I throw the idea down on paper with fervor, not pausing to edit for fear of losing momentum and ticking off the muse who has graced me with his rare and fickle presence.
At the end of the day, I smile at my genius. I laugh maniacally at my good fortune. At one chapter a day, I’ll have this baby done in a month and a half. I’ll give Karen Kingsbury a run for her money.
Next to “prolific” will be my picture in the dictionary.
The next day, I have a great idea for the next chapter, but before I throw it down, I decide to read what I wrote the day before just to get the feel of the story right.
The smile drains from my face. Who wrote this piece of crap? Surely it was not I. I am a genius. I write fine literature for the ages. Sigh. No matter, it can be fixed.
I spend the day adding quotes and periods, mundane things that any old hack could do. It feels like a waste of my genius and time, but I know one must shovel dung if one wants to own a purebred. A necessary evil. I’m not too proud to shovel.

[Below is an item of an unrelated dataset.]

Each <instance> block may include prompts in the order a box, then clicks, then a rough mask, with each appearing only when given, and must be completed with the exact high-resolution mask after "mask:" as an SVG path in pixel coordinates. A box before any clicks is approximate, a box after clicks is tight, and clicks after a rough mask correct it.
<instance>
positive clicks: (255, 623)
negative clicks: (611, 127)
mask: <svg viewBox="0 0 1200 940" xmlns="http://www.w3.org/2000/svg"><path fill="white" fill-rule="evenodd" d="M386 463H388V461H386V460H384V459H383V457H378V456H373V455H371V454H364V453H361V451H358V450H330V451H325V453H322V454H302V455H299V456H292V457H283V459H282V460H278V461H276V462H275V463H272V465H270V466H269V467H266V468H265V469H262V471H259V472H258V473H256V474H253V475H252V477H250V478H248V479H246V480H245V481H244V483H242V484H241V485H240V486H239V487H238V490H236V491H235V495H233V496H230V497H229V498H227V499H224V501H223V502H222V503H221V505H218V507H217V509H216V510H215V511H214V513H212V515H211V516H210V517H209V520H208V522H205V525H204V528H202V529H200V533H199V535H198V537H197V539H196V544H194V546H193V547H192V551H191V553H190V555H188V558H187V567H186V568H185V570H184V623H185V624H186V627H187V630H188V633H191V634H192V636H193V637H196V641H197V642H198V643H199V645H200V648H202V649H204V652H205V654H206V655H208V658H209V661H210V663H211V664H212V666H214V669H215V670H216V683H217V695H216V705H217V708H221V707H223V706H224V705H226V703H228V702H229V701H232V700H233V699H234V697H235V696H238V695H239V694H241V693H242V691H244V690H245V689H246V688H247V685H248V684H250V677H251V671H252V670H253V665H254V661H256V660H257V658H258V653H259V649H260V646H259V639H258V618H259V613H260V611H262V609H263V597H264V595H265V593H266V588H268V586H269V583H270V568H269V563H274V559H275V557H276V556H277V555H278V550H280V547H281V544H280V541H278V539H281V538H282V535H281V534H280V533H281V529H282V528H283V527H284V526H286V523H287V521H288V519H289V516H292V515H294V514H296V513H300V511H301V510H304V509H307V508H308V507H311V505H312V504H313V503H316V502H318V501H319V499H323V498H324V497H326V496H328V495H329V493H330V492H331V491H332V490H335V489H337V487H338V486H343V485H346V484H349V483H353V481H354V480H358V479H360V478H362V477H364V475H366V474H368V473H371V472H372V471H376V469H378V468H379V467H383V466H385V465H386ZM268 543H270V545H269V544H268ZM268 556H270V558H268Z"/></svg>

At the end of the day, I reread my chapter, surely it must be brilliant now. I’ve labored two days on Monique (Monique is this chapter’s pet name. Don’t ask.).
With a grin I begin reading, with a grimace I end. This is not genius. This is trivial. Mediocre at best. Mundane word choices, half-baked ideas, absolutely no symbolism or foreshadowing what so ever. While reading it, I didn’t burst into tears or laughter even once.
I cannot move on until I’ve polished this piece of coal into a rare and sparkling gem. Two weeks of chiseling, polishing and praying over my words and at last I manage to fashion a chapter that I can live with.
So, one day to write a chapter and often a week or more to edit into something acceptable. I love editing, I truly do, but wonder if this part of the process comes as slowly for other writers.